Berharap kedatangannya seperti kesejukan embun yang membasahi dedaunan, meneduhkan
hatiku yang telah lama gersang dalam penantian. Aku ingin bercerita banyak
seperti riangnya burung-burung yang berkicau di awal hari. Ternyata kudilambung angan-angan, semua hanya
bermain-main dalam impian. Harusnya hadirnya seperti mereka menyambut hari, penuh
kebahagian.
Aku terlanjur bahagia mendengar kabar datangnya, sehingga aku lupa
bahwa tidak semua kedatangan akan membawa kebahagiaan. Penuh harap dalam do’a
bahwa asa akan menjadi nyata. Ternyata hampa! Bukankah hampa berarti kosong dan
kosong berarti tiada?
Ya! Saat asa melambung menyentuh atap pengharapan, maka ketika ia tidak
berhasil menyentuh ruang kenyataan seperti terjatuh ke dalam jurang yang penuh
kerikil yang melukai. Berlebihan nampaknya, tapi itulah adanya.

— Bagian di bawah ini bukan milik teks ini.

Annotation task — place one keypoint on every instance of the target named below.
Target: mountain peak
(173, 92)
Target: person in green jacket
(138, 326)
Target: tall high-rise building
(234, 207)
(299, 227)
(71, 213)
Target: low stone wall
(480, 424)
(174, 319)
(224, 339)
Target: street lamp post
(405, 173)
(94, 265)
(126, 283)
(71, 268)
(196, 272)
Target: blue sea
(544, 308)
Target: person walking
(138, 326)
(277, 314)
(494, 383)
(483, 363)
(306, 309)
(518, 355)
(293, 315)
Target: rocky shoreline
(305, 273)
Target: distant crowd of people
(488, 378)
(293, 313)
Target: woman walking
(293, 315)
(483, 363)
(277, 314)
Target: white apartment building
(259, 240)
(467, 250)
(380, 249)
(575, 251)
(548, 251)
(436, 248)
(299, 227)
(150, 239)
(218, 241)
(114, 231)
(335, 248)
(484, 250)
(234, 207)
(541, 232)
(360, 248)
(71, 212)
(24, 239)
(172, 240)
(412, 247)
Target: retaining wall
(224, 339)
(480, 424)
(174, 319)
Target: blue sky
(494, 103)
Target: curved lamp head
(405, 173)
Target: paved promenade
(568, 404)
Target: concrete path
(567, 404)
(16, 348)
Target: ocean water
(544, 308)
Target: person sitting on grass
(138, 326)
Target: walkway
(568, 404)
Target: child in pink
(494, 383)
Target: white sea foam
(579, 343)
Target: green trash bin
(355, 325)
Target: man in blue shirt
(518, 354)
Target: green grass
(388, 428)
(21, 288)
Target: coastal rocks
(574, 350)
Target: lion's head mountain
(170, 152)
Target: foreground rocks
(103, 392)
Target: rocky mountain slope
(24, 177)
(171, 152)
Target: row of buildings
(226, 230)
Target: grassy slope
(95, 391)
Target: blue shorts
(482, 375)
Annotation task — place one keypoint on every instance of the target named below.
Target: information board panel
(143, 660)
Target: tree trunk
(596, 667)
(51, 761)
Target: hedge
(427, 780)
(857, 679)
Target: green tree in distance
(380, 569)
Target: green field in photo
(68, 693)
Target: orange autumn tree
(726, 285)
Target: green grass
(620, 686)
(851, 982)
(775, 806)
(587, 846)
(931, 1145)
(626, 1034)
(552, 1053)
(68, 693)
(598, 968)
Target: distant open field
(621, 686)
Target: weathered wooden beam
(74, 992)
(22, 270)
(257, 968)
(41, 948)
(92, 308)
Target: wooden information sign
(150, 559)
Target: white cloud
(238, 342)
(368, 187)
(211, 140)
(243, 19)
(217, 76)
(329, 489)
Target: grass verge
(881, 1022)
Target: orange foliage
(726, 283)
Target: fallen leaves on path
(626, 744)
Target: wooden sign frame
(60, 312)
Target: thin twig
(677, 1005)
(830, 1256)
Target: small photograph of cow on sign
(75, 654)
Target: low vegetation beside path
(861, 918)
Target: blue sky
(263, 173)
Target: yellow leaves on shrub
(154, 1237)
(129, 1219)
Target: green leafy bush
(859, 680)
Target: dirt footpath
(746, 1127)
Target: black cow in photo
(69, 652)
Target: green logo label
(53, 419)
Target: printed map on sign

Aku menari-nari bersama rasa bahagia, tak tersadar kemudian langkahku
terseok pada kecewa. Apakah aku harus menyalahkan? Tidak, aku hanya mencoba
menerima seperti biasanya. Apakah aku marah? Ya, aku marah pada diriku yang
terlalu bodoh menyerahkan diri pada asa yang tiada pasti. Tapi kini aku telah
“memaafkan”.
Berdamai dengan keadaan, meski menyisakan luka trauma yang mendalam.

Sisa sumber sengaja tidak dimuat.